Pediatr Crit Care Med ; 2(3): 243-6, 2001 Jul.
Artículo en Inglés | MEDLINE | ID: mdl-12793949

RESUMEN

OBJECTIVES: The purpose of this study was to determine the effectiveness of airway pressure release ventilation in children. DESIGN: Prospective, randomized, crossover clinical trial. SETTING: This study was conducted in our 33-bed pediatric intensive care unit at The Children's Hospital of Philadelphia.
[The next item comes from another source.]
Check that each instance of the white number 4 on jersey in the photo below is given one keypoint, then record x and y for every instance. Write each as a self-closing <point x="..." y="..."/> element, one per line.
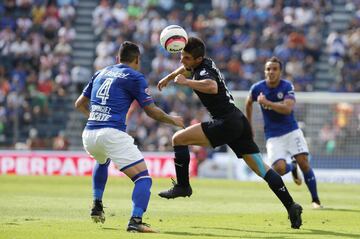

PATIENTS: Patients requiring mechanical ventilatory support and weighing >8 kg were considered for enrollment. Patients were excluded if they required mechanical ventilatory support for >7 days or required >.50 Fio(2) for >7 days before enrollment. Patients with documented obstructive airway disease and congenital or acquired heart disease were excluded as well. INTERVENTIONS: Each patient received both volume-controlled synchronized intermittent mechanical ventilation (SIMV) and airway pressure release ventilation (APRV) via the Drager Evita ventilator (Drager, Lubeck, Germany). Measurements were obtained after the patient was stabilized on each ventilation mode. Stabilization was defined as oxygenation, ventilation, hemodynamic variables, and patient comfort within the acceptable range for each patient as determined by the bedside physician. After measurements were obtained on the initial mode of ventilation, the subjects crossed over to the alternative study mode. Stabilization was again achieved, and measurements were repeated. After completion of the second study measurements, patients were placed on the ventilation modality preferred by the bedside clinician and were followed through weaning and extubation. Measurements: Vital signs, airway pressures, minute ventilation, Spo(2), and E(T)CO(2) were recorded at enrollment and at each study condition. MAIN RESULTS: APRV provided similar ventilation, oxygenation, mean airway pressure, hemodynamics, and patient comfort as SIMV. Inspiratory airway pressures were lower with APRV when compared with SIMV. CONCLUSIONS: Using APRV in children with mild to moderate lung disease resulted in comparable levels of ventilation and oxygenation at significantly lower inspiratory peak and plateau pressures. Based on these findings, we plan to evaluate APRV in children with significant lung disease.